Бизнесменов и народ в целом постепенно утихомиривали, лишали уверенности. Приучали к тому, что стоит пикнуть — и с ним что-нибудь сделают. Например, денег лишат. Никаких массовых репрессий, что вы, потихоньку — шаг за шагом. Разве только СИЗО все равно переполнены ждущими суда предпринимателями.
Потом и этого оказалось мало, и мы в 2014 году получили серию испытаний. Первое — это Крым, второе — это Донбасс, с которым и до сих пор непонятно — то ли он хотел в Россию или просто дружить с Россией. То ли он хотел оставаться в составе Украины, а от нас просил помощи. Так или иначе, люди, которые в тот момент влияли на решения президента, сделали так, что в начавшемся конфликте нельзя было отступать без потери национальной гордости. Не отдавать же Крым обратно.
Не заставил себя ждать второй акт драмы — это санкции, которые против нас ввели страны Запада, и продуктовое эмбарго, которое мы наложили на себя сами. Затем осень 2014 года, когда со страшной силой падал рубль, и мы доходили до невозможных пределов — больше 80 рублей стоил доллар и около 100 рублей за евро — вот как было. И это отчетливо пахло катастрофой.

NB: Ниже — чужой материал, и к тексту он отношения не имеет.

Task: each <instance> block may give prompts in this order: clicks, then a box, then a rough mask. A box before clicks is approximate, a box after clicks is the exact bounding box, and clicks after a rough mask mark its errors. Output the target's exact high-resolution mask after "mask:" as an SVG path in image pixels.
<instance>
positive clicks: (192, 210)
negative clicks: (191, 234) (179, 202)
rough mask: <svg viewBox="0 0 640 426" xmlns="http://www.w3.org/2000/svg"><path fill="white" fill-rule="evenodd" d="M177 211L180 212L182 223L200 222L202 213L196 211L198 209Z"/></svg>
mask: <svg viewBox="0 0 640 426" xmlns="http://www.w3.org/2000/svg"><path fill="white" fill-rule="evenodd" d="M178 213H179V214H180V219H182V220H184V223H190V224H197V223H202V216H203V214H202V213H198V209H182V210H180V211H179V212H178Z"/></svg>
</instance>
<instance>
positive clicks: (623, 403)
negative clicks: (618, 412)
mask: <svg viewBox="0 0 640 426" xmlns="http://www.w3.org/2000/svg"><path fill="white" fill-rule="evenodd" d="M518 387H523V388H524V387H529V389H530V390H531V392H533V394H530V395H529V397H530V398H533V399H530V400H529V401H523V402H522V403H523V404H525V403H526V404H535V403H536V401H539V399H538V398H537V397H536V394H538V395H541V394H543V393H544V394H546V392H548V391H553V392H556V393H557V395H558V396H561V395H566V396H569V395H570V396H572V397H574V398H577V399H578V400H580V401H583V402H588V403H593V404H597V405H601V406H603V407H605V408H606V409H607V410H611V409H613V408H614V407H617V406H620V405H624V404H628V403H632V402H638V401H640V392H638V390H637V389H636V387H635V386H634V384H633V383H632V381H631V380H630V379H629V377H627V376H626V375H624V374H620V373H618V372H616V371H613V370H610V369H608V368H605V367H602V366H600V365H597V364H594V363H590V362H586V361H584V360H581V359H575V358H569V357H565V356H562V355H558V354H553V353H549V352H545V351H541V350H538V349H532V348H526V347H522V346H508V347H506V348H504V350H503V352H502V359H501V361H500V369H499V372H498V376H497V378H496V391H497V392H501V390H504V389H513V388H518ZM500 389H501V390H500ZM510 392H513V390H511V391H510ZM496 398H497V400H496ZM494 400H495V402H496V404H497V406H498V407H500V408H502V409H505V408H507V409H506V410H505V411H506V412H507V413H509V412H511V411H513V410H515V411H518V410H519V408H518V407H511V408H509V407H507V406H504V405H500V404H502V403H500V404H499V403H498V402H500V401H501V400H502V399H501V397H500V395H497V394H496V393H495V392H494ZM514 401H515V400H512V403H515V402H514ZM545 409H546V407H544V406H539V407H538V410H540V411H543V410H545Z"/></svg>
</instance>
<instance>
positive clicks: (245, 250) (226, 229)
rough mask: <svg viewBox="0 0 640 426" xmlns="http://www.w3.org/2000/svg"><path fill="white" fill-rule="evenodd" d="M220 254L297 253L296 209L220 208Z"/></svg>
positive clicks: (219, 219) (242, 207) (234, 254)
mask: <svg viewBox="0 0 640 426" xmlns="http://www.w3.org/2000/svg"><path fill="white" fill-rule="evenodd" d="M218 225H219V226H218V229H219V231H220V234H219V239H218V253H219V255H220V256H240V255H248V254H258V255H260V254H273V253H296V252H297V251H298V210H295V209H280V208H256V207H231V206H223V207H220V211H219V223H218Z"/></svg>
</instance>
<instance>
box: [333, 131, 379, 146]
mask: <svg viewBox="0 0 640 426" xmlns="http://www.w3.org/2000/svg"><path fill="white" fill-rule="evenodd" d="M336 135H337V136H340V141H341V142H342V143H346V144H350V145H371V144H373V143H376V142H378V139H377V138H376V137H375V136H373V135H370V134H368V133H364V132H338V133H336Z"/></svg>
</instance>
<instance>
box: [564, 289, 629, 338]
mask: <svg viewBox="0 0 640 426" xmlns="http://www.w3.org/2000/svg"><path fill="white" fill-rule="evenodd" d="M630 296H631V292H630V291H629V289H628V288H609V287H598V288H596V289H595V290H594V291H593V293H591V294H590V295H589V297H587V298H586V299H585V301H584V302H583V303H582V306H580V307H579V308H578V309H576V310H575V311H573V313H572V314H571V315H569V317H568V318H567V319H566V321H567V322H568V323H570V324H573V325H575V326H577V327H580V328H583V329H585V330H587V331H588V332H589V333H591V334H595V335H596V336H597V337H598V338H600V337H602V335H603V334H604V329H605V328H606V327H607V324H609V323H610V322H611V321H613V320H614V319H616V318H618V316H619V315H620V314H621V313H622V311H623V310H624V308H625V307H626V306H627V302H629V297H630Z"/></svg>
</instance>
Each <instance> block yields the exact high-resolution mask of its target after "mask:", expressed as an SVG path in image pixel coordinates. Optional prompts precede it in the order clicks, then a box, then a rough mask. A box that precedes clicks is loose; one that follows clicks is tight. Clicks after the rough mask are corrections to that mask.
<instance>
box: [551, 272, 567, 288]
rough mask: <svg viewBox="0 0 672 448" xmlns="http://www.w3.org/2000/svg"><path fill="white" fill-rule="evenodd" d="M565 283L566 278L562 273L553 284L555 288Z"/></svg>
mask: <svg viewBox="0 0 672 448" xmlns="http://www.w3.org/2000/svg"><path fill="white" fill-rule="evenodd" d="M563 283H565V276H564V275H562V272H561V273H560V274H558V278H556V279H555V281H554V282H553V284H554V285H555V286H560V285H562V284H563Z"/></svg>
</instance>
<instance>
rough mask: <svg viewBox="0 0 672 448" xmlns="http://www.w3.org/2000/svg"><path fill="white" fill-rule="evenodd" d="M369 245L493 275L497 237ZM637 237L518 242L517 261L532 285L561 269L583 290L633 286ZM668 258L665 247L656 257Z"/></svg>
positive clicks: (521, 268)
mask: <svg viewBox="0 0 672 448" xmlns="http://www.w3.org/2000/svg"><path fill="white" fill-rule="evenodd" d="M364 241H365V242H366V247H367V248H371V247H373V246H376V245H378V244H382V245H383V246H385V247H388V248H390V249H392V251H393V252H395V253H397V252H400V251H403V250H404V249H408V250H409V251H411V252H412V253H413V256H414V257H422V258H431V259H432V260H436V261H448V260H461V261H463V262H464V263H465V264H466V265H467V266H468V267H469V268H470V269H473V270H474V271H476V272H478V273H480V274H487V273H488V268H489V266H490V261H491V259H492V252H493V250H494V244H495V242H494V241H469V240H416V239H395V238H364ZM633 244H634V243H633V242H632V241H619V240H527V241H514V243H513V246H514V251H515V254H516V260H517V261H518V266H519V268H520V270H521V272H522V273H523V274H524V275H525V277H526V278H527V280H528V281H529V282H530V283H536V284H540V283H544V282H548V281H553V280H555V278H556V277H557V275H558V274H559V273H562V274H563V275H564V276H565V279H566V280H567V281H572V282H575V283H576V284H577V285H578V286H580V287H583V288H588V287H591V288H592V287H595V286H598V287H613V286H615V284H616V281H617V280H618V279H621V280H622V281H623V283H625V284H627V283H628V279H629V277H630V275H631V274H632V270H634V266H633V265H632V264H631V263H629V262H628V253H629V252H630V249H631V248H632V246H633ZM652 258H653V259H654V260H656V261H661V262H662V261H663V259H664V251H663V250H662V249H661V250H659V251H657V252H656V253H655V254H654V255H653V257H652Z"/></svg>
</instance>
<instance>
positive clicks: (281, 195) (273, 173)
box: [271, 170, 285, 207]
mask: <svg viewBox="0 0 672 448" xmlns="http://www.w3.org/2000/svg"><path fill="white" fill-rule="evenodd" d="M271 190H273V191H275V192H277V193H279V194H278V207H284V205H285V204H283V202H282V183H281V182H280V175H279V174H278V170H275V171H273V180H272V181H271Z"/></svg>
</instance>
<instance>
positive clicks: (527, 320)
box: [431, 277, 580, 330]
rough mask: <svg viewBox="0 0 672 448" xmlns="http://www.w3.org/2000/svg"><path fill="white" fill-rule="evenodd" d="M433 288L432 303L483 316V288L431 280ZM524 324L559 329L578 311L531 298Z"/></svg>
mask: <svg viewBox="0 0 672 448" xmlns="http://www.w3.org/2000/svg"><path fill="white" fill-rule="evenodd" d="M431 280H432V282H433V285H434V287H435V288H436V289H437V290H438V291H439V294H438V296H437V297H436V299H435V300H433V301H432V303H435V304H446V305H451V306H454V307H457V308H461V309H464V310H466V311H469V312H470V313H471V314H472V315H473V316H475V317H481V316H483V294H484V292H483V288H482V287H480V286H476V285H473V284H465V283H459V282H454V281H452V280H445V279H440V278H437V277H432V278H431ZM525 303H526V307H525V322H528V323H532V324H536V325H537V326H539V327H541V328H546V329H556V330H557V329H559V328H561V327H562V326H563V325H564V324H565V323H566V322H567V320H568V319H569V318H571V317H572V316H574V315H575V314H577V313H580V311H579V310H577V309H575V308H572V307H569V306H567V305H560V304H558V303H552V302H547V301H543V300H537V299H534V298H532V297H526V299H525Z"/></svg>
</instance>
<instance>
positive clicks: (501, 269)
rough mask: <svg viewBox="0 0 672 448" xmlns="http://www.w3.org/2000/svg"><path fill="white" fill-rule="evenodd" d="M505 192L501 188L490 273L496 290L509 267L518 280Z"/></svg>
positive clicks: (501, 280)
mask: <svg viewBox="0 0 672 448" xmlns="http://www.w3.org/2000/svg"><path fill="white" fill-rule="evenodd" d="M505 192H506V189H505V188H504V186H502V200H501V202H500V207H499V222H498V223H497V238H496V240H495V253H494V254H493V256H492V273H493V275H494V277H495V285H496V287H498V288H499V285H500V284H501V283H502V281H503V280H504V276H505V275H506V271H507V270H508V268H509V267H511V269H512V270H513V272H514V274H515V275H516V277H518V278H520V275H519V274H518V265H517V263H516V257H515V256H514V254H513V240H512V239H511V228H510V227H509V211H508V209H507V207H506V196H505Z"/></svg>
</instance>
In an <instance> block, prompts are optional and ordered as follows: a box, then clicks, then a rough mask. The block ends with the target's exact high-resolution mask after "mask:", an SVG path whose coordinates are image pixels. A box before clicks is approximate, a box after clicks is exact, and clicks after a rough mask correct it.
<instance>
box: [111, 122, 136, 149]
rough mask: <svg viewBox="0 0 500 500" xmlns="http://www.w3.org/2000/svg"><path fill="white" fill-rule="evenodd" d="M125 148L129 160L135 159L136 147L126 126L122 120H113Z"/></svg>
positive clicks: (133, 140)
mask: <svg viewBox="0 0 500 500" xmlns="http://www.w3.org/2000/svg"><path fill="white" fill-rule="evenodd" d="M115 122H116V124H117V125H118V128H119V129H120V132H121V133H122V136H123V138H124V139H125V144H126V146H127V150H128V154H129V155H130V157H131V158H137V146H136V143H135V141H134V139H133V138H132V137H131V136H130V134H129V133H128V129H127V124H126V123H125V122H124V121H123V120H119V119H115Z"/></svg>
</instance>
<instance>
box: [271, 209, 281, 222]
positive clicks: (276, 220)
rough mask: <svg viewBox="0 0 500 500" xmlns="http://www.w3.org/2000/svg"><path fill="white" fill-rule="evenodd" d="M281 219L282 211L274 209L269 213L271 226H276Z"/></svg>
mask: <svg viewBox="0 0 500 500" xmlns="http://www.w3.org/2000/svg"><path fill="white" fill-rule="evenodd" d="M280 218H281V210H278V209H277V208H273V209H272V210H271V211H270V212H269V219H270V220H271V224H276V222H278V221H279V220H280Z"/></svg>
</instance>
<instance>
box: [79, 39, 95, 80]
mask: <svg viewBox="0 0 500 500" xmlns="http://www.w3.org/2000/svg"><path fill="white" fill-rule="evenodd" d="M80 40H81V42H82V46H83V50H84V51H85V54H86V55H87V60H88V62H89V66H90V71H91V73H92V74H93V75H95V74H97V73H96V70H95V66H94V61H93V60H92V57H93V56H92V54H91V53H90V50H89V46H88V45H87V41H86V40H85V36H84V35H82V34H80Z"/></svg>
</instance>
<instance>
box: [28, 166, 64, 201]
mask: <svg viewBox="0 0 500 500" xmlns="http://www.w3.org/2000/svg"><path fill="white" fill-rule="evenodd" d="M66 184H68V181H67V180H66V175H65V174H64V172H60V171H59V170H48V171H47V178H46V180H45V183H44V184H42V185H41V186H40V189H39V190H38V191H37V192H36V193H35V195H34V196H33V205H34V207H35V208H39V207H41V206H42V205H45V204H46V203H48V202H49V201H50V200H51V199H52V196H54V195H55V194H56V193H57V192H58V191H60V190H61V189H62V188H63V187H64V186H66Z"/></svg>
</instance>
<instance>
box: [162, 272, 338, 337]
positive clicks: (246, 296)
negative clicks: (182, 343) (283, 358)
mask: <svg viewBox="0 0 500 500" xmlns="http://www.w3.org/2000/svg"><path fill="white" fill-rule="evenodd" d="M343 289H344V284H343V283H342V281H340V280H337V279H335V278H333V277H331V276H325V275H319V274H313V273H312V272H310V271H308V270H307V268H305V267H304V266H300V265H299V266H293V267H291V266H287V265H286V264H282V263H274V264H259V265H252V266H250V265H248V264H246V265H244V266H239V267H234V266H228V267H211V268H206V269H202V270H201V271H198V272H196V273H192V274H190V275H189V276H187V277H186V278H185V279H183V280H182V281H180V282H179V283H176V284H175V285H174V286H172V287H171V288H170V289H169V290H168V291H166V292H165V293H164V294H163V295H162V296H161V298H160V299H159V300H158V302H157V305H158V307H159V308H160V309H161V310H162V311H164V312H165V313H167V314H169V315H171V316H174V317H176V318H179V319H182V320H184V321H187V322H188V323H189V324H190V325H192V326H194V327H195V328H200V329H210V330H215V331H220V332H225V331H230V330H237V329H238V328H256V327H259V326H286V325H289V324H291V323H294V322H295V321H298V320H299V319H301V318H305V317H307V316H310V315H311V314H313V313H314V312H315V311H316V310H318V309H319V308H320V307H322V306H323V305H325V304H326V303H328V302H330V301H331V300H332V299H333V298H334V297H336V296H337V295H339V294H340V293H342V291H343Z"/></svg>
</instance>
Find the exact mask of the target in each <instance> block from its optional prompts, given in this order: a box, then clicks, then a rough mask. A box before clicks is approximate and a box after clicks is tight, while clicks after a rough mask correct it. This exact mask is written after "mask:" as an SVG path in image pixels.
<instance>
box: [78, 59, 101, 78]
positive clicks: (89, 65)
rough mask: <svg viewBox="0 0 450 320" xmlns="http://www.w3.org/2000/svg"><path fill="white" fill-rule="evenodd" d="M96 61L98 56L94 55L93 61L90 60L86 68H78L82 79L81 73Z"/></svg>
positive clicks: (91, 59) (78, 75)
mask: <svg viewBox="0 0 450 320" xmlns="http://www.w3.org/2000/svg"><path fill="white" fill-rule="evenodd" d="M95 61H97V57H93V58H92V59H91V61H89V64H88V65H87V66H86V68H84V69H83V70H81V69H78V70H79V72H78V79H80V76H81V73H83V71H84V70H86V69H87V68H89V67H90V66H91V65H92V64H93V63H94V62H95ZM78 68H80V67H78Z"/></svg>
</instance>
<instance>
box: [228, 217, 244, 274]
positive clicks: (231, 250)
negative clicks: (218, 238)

— С нехорошими ожиданиями мы встречали 2015-й год.
— Действительно, 2015-й год начинался с мрачных предчувствий. У всех были на уме горячие события прошлого года. Ясно было, что просто так, без последствий, из такого не выйдешь — придется расплачиваться. Произошедшие события означали, что уже нельзя наладить инвестиционный климат и создать благоприятные условия для развития экономики. А раз так, то придется жить по минимальной планке, держаться, еще больше ужиматься, щупать дно под ногами и пытаться на нем устоять. Так мы весь год и прожили.
В 2015-м не было каких-то выдающихся — во всех смыслах — событий и прорывов. Никаких успехов он не принес. Была еще надежда оттолкнуться от дна и начать подъем — ну хотя бы по сравнению с концом 2014 года. Но этого не произошло. Окончательных данных по году еще нет, но из последней публикации Росстата виден [экономический] спад на 4%.
— Если брать 2008-й год, когда рухнул доллар — промышленность, строительная отрасль, в частности, довольно быстро пришли в себя и начали переживать подъем. Почему сейчас нет даже предпосылок к этому?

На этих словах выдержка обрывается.